Public Statements & Remarks

What It Means to Be A Leader: Remarks by Commissioner Caroline D. Pham at Fordham University School of Law

March 03, 2023

Thank you very much for inviting me here to speak with you all at Fordham Law, with faculty and students who are working on cutting-edge issues of law and technology today.  As I look around the room at a law school with more than 100 years of history, I see the future generation of leaders.  And so I’d like to begin this fireside chat by sharing a few thoughts on leadership.

Leadership and Ethics

At all times, and most especially in the tough times, you need to know your first principles and your true values.  You need to know your ethical home base that you can always come back to.  It helps to have a clear sense of self and what you care about and stand for.  Most of all, you must have integrity.

You all are entering a deeply duty-bound profession.  You will take oaths.  You will owe duties to clients.  You will be officers of the court.  These are profound responsibilities that you’ll need to uphold in sometimes challenging circumstances.  You’ll be faced with gray areas and tough questions.

When I was beginning my career, I had many mentors with important jobs working under significant pressure each day.  I would ask how they handle it, especially when dealing with issues of first impression or new areas of law or when there is regulatory uncertainty.  The answers are pretty simple.

Make sure everyone knows and follows the law.  Make sure people are treated fairly and with respect.  Make sure you give constructive feedback if someone works hard on an assignment.  When there are issues, escalate appropriately and report it.  Develop and use good judgment in all that you do.  It sounds simple, but you’d be surprised at how challenging it can be to not only do the right thing, but encourage others to do so as well.  And—if it ever gets to that point—be prepared to walk away and quit if you are being put in a position where you feel that your ethics are being compromised, or ethical violations are being committed that you cannot stop.  There is always a choice you can make.

That advice has stuck with me and it’s the approach I’ve taken in my career.  Each day, no matter how challenging—and there were so many long hours and tight deadlines—I worked to lead in this way.  This approach was a personal source of strength to help me keep going when things were hard.  And it was important for me to remember that each leader casts a “leadership shadow”—the many other colleagues that look up to you and follow your example, and the culture that you create.  Don’t forget that as lawyers, your leadership shadow covers not only your peers and colleagues, but your clients and the legal profession writ large.

Leadership in Organizations

During your careers, you will work somewhere, likely in some form of organization—law firms, companies, government, academia, public interest centers.  Learn where you are and why you are there.

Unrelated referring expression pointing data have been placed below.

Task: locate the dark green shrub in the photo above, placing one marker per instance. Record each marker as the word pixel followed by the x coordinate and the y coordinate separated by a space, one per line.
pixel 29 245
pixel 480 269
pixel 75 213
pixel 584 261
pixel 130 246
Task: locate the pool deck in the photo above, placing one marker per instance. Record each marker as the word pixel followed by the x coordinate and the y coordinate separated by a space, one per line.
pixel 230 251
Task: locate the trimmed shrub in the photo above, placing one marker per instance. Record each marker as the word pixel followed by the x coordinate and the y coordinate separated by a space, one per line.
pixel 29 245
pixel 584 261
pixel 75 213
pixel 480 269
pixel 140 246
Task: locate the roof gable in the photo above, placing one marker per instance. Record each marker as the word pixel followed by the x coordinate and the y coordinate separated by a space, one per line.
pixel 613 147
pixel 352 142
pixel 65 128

Think of this place.  During your time here, learn Fordham Law’s century-plus history—intertwined with the growth and development of this city, our country, and the world.  You all are in a place rich with history and excellence.  Carry this with you as you do your work.

For me, I am at the CFTC for the fourth time—during my career, I have been an intern, a fellow, a special counsel, and now a Commissioner.  So I have a particularly strong sense of place with my agency.  Each day I wake up proud to serve the public and to fulfill our agency’s mission.  I think it’s so important to be in touch with your roots and to understand all that came before you, no matter where you are.  Sometimes, when you wonder why things are the way they are, you’ll find the answers in that institution’s history.  We call this institutional knowledge, and it can be invaluable in helping you make good decisions.  I want to make sure that we are preserving our institutional knowledge at the CFTC, and that’s why I would like to take this opportunity to call for the establishment of the CFTC Historical Society.  This will help us recognize, preserve, and celebrate our agency’s extraordinary history.  I also look forward to celebrating the 50th anniversary of the Commission in October 2024 and will support our agency’s remembering our history as we continue to move forward.

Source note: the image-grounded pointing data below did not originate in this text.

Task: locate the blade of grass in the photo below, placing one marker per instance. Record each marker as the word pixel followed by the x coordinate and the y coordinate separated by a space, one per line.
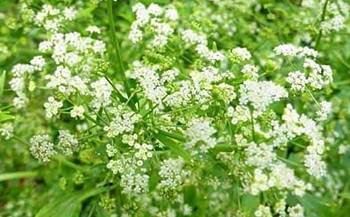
pixel 17 175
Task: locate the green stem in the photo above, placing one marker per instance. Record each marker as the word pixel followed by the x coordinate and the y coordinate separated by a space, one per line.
pixel 319 35
pixel 116 55
pixel 114 40
pixel 17 175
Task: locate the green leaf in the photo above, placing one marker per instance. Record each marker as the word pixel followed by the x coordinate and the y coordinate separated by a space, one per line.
pixel 175 147
pixel 66 205
pixel 2 82
pixel 5 116
pixel 250 203
pixel 17 175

Carry your organization’s culture and values with you each day.  This will grow your roots in your work and bonds with your colleagues who share your place and history with you.

Leadership in the Legal Profession

More broadly, as you join the legal profession, whether in the courtroom, the classroom, or one day the boardroom—engage with the profession.  Go to conferences.  Join groups.  Work on committees.  Keep a growth mindset.  Stay curious.  Never stop asking questions.

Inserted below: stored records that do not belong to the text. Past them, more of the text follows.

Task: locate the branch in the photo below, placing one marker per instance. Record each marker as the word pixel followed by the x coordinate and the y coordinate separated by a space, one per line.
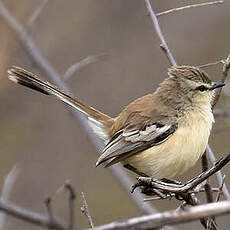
pixel 36 13
pixel 173 62
pixel 163 45
pixel 85 211
pixel 158 220
pixel 7 189
pixel 30 216
pixel 225 70
pixel 188 7
pixel 35 54
pixel 219 175
pixel 182 188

I am so fortunate to have learned so much from mentors and colleagues I met and worked with through my alma mater, GW Law, and through bar associations, industry organizations, and affinity groups.  I can’t imagine being here today without those teachers, mentors, colleagues, and friends.

Become part of the legal profession.  Celebrate its history and make its future.  And as you advance, help those behind you do so as well.

Thank you again so much for having me. I am really looking forward to the discussion.